INTRODUCTION
It is a well-known fact that hypersonic wind tunnels cannot reproduce turbulent boundary layer on smooth model surface. This is a generic problem which has a negative impact on the prediction of stability characteristic for any high velocity project development. To overcome the problem it is necessary to artificially induce the boundary layer to a turbulent state by means of surface roughness on the nose of the model at special positions. Computational fluid dynamics (1-3) must play a major role in the development of hypersonic vehicles (Figure 1 left) because ground test facilities, including the IAI hypersonic wind tunnel, are not able to fully simulate flight conditions. Numerically RANS computed trip database (Figure 1 center) relying on an interface program to extract boundary layer edge properties and on existing transition criteria have been used to produce charts of the effective perturbation height taking into account the Reynolds and Mach numbers (Figure 1 right), as well as the bluntness ratio variations.
The goal of the current work is to assess the impact of the trips (size, shape, distribution) on the length of the shock-boundary-layer interaction at separation and reattachment region for two blunt-cones-flare with two different flare angles (20 and 37 degrees) and two ratios of the nose / base radii (15% and 20%). The trips were manufactured using direct metal laser sintering technology well suited for rapid prototyping at low cost (Figure 2 right). The mechanical design and production (Figure 2 center up) of the hypersonic wind-tunnel blunt cone flare models was done at IAI. Enhancement of the Schlieren diagnostic visualization techniques in use at IAI is also addressed introducing the monochromatic laser used for shock-tube experiment at BGU laboratory as a new monochromatic light source. Results for a first batch of hypersonic wind tunnel experiments with preliminary analysis are also presented. The reader is referred to previous publications concerning previous work on simple blunt cone without flare (4). Quantitative data collected during the experiments are forces and moments and static pressure at the cone flare corner. Qualitative information will be gathered via the use of a focused laser Schlieren to permit a close-up view of the shocks and boundary-layers at the corner junction between the cone and the flare and thus to characterize the state of the boundary-layer between laminar and turbulent with and without trips.
RESULTS
Smooth and tripped blunt cone flares numerical simulations of the shock turbulent boundary layer interaction at the cone flare junction have been done using the latest hypersonic multigrid version of the IAI in-house multiblock parallel reactive NES code (1-3) that permits to speed-up the convergence to steady state by a factor of 5 compared to the grid sequencing solver. A first trip transition correlation is reached for the IAI hypersonic wind-tunnel.
CONCLUSIONS
This R&D on hypersonic forced transition is crucial for reliable hypersonic wind tunnel tests and is a central design element for high velocity projects like for innovative scramjet propulsion based platforms.
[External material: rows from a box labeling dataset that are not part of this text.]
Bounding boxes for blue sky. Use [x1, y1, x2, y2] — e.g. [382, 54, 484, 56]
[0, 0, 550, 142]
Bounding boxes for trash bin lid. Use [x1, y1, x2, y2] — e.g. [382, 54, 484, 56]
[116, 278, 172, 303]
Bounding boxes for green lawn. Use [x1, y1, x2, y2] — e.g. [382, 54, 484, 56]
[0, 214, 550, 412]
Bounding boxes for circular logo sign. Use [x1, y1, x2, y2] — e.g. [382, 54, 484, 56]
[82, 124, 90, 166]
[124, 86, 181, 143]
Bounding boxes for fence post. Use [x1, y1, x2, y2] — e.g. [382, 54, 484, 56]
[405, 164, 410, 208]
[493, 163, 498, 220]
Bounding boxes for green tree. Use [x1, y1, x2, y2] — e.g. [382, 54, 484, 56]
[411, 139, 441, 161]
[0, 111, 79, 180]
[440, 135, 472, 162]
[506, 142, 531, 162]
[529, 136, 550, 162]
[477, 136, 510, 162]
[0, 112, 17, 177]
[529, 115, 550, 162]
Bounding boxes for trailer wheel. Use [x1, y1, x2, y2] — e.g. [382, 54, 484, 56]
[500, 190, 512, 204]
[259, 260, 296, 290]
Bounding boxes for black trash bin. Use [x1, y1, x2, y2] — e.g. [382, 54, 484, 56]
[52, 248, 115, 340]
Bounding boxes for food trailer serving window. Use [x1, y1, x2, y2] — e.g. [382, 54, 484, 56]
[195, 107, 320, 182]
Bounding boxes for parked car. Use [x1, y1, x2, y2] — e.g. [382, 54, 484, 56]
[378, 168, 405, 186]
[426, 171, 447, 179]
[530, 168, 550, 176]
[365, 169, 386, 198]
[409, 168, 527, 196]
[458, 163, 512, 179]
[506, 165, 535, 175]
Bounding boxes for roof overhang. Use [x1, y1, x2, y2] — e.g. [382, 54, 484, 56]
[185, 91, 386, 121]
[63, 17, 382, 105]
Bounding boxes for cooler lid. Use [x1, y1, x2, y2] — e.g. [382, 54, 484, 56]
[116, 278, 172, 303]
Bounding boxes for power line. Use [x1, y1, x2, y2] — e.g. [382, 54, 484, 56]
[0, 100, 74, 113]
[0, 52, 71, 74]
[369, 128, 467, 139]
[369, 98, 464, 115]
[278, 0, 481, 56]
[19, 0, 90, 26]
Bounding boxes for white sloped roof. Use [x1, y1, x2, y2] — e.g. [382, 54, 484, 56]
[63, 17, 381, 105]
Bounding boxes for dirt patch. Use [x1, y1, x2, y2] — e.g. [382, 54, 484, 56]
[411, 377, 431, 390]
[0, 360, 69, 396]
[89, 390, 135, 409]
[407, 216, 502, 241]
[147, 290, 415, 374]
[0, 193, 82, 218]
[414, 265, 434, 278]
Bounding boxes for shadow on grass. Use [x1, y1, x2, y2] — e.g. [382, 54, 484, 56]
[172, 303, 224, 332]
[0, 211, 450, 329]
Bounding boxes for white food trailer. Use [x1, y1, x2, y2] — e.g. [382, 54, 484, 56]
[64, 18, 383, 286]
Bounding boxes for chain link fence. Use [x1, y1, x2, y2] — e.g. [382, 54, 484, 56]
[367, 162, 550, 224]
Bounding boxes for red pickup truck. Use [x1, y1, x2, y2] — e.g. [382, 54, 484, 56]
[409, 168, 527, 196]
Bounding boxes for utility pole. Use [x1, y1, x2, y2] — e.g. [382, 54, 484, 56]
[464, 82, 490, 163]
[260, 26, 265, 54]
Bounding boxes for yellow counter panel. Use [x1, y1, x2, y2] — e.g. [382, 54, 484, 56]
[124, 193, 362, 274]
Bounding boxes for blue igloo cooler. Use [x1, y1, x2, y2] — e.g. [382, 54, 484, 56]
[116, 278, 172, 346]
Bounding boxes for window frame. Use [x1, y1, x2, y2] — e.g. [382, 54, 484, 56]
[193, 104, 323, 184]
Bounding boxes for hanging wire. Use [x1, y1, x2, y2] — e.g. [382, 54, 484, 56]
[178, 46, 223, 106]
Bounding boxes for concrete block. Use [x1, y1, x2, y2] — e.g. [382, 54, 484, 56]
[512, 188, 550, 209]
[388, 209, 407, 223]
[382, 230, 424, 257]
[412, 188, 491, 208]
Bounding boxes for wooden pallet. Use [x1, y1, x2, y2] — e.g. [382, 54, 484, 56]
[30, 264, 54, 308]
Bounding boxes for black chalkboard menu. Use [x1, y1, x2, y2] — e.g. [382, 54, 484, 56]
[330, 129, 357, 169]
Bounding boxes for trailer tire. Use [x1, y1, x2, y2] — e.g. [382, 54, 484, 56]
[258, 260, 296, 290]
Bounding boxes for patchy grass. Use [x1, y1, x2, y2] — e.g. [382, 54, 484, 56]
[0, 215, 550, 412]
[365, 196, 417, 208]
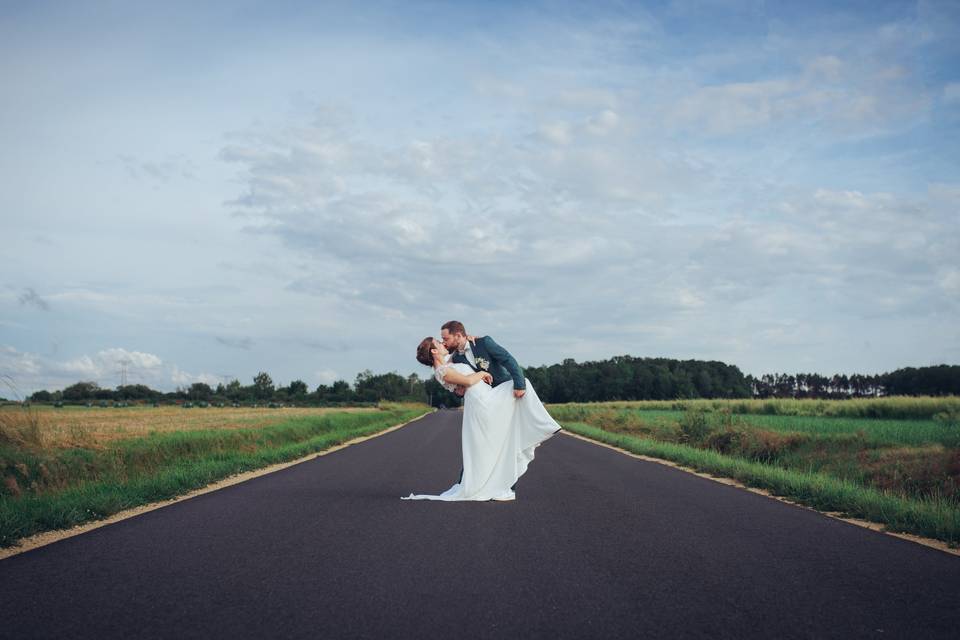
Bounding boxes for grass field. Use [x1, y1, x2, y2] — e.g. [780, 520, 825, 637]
[0, 404, 430, 547]
[548, 398, 960, 545]
[0, 405, 377, 448]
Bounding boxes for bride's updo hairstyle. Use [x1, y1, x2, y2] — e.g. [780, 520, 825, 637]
[417, 337, 433, 367]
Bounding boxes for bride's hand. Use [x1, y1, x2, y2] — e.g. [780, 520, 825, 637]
[469, 371, 493, 386]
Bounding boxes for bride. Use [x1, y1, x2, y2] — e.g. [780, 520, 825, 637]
[403, 338, 560, 501]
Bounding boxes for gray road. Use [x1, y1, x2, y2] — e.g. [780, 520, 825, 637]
[0, 412, 960, 638]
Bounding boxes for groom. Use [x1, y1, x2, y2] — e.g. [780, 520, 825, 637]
[440, 320, 527, 398]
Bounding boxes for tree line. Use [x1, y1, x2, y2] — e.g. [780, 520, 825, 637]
[18, 356, 960, 406]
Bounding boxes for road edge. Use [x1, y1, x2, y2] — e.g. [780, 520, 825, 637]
[561, 429, 960, 557]
[0, 408, 436, 561]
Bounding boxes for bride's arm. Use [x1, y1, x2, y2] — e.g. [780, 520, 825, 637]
[443, 367, 493, 387]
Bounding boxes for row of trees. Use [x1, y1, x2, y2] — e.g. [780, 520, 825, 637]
[29, 371, 428, 404]
[524, 356, 750, 402]
[22, 356, 960, 406]
[747, 364, 960, 398]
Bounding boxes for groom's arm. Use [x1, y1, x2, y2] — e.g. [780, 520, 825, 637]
[481, 336, 527, 391]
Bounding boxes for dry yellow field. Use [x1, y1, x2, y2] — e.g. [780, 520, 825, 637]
[0, 406, 377, 447]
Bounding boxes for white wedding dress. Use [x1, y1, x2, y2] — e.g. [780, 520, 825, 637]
[403, 363, 560, 501]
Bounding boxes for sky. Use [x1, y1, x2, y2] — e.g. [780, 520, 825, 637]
[0, 0, 960, 397]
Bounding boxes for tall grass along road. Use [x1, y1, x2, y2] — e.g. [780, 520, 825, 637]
[0, 411, 960, 638]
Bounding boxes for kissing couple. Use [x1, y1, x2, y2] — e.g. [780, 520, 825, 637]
[403, 320, 560, 501]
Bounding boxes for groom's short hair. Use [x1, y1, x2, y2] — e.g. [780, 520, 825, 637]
[440, 320, 467, 335]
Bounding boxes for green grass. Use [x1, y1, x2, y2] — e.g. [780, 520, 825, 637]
[0, 405, 427, 547]
[556, 396, 960, 420]
[563, 422, 960, 547]
[550, 403, 960, 447]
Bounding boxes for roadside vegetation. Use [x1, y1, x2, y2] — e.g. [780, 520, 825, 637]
[0, 403, 429, 547]
[548, 397, 960, 546]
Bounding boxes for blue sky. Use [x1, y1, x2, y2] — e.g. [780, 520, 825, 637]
[0, 0, 960, 395]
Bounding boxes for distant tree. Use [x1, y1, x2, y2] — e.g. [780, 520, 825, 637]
[253, 371, 274, 400]
[287, 380, 309, 398]
[28, 389, 53, 402]
[187, 382, 213, 401]
[114, 384, 160, 400]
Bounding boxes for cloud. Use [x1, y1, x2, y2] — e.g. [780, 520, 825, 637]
[0, 345, 167, 395]
[117, 154, 196, 183]
[19, 287, 50, 311]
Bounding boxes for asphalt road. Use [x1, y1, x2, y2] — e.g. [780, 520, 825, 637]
[0, 412, 960, 638]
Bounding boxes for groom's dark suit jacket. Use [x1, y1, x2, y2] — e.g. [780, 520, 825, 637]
[452, 336, 527, 389]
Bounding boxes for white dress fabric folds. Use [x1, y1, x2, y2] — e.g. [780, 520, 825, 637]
[403, 363, 560, 501]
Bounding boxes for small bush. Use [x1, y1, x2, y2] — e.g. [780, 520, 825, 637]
[680, 409, 713, 443]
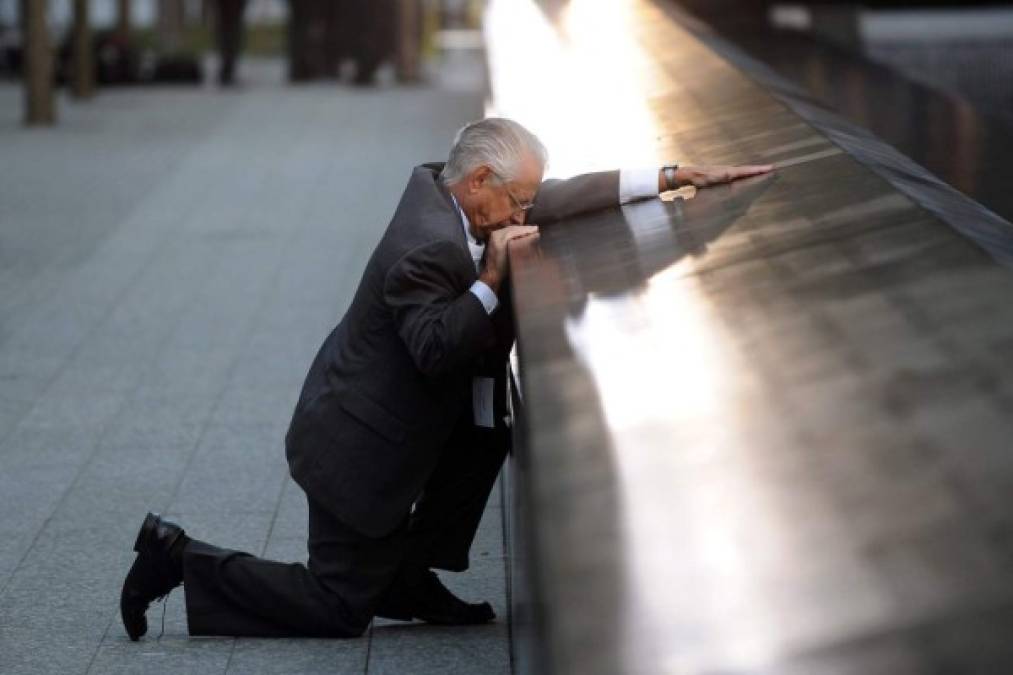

Figure 1: NES Hypersonic Multigrid CFD – Left : Hypersonic Glider with Real Gas Effects – Center & Right: IAI HYWT first Trip correlation based on massive parallel HPC
Figure 2: Left: Schlieren visualization – Right: Trip Hardware of Cone
References
1. Séror, S.,”Two Major Steps Towards a Multigrid Hypersonic Real Gas Version of the Industrial Code NES for Accurate Heat-Transfer Predictions of High Speed Vehicles”, Proceedings of the 54th Israel Annual Conference on Aerospace Sciences, Tel-Aviv, (February 2014).
2. Seror, S., Hefets, J., "Extension and Validation of NES vs. IAI Blow-Down Cold Hypersonic Wind-Tunnel including High Angle of Attack Hypersonic Generic Missile CFD Prediction", STAI / AEDC Conference Nashville USA (April 2008).
3. Seror, S., Rubin, T., Peigin, S., and Epstein, B., "Development of an Accurate Multiblock Multiface Parallel 3D ENO driven Multigrid Cycling Navier-Stokes Code NES with the Spalart-Allmaras Model for Complex Aerodynamic Configurations", Proceedings of the West East High Speed Flow Fields Conference, Marseilles, CIMNE Eds, (April 2002).
4. Wexler, J, Seror, S, Hefetz, J, Sadot, O, Ram, O, "Design of a First Hypersonic Wind-Tunnel Experiment of a Variable Blunt Cone with Trips to Induce Boundary Layer Transition to Turbulence Including Development of a Laser Based Optical Schlieren Method to Visualize the Boundary Layer Transition to Turbulence", Proceedings of the 53rd Israel Annual Conference on Aerospace Sciences, Tel-Aviv, (March 2013).